The protein encoded by this gene, CK-BB, consists of a homodimer of two identical brain-type CK-B subunits. BB-CK is a cytoplasmic enzyme involved in cellular energy homeostasis, with certain fractions of the enzyme being bound to cell membranes, ATPases, and a variety of ATP-requiring enzymes in the cell. There, CK-BB forms tightly coupled microcompartments for in situ regeneration of ATP that has been used up. The encoded protein reversibly catalyzes the transfer of "energy-rich" phosphate between ATP and creatine or between phospho-creatine (PCr) and ADP. Its functional entity is a homodimer (CK-BB) in brain and smooth muscle as well as in other tissues and cells such as neuronal cells, retina, kidney, bone, etc.

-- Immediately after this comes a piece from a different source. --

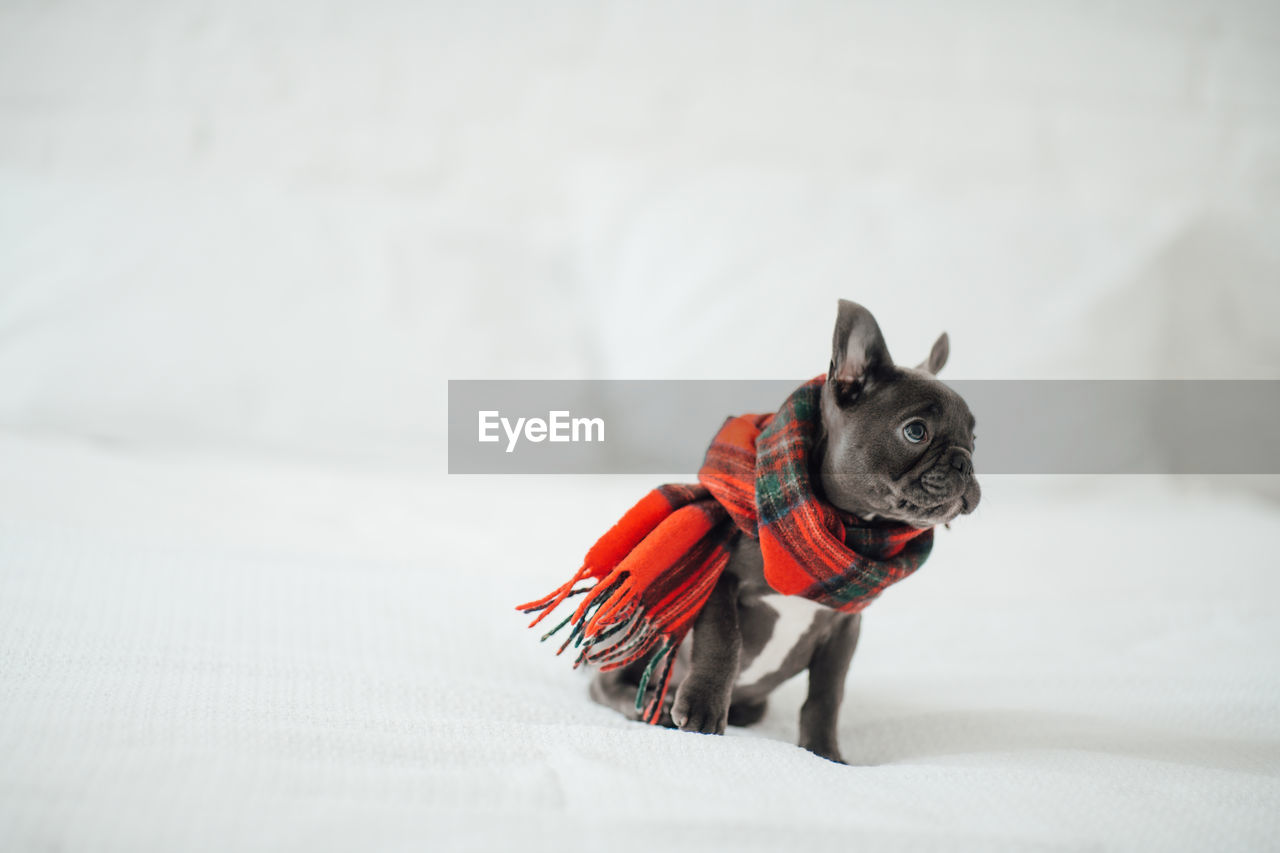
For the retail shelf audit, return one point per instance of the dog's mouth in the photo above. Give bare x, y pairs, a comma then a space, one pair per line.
931, 511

In heart, a heterodimer (CK-MB) consisting of one CK-B brain-type CK subunit and one CK-M muscle-type CK subunit is prominently expressed. The encoded CK-BB and CK-MB proteins are members of the ATP:guanido phosphotransferase protein family.

== Ectopic expression ==

Ectopic expression (CKBE) of the B (brain) type of creatine kinase (CK-BB) in red cells and platelets is a rare, benign anomaly detected during a newborn screening program for Duchenne muscular dystrophy.